It stars George C. Scott as Jake Van Dorn, a Grand Rapids businessperson and dedicated Calvinist, who, as the story starts, sends his exclusive little girl, Kristen (Ilah Davis) off on a congregation youth trek to California. Van Dorn is a single parent and he cherishes Kristen, however the film doesn’t make a special effort to persuade us regarding this reality. There are no enormous scenes amongst father and little girl in the initial fifteen minutes of the film. This exclusion is vital due to what occurs straightaway. Van Dorn gets a call from the adolescent gathering in California revealing to him that Kristen has disappeared.

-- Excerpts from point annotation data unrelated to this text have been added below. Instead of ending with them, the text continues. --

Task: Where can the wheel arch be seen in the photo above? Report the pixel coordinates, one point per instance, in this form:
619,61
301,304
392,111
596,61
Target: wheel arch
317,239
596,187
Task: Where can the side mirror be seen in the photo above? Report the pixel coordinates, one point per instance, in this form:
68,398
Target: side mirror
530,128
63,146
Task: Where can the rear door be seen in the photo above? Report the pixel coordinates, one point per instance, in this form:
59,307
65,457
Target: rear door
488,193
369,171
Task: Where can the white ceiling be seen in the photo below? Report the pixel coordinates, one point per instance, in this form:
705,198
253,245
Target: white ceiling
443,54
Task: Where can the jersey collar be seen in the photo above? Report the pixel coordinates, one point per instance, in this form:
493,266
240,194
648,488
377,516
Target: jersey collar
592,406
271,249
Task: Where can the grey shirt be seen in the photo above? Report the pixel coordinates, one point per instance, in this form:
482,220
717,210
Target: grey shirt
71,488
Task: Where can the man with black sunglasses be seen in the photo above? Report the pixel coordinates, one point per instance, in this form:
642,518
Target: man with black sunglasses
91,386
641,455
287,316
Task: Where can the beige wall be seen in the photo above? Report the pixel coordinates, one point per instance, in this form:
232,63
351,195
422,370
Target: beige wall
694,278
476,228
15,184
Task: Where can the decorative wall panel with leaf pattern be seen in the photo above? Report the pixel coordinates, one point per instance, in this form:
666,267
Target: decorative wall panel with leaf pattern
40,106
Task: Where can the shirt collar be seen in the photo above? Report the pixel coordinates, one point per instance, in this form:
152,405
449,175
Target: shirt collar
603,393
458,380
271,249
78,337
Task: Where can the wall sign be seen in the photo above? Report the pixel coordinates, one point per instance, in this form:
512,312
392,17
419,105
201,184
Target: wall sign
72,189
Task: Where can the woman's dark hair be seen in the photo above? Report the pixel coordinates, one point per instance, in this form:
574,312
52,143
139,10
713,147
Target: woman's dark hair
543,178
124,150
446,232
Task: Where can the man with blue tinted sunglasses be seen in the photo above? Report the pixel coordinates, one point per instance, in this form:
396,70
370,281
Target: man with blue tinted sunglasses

Whatever is left of the film takes after Jake’s endeavor to discover his girl. He contracts a shabby criminologist named Mast and inside a couple of months the investigator returns with terrible news. He has discovered Kristen, on film in a shoddy 16mm underground porn film. The core of the film is the relationship that creates between the moderately aged Calvinist from the Midwest and the LA sex specialist. What’s fascinating about these scenes is that the film doesn’t swerve into the sort of banalities that we may anticipate.
The two don’t begin to look all starry eyed at or into a sexual relationship, nor does Van Dorn set out to spare Nikki. She’s along for this ride for the cash, and he’s utilizing her to discover his little girl. There’s a sort of exhausted regard that develops between them as they inadvertently fall into discusses about religion, sex, and ethical quality.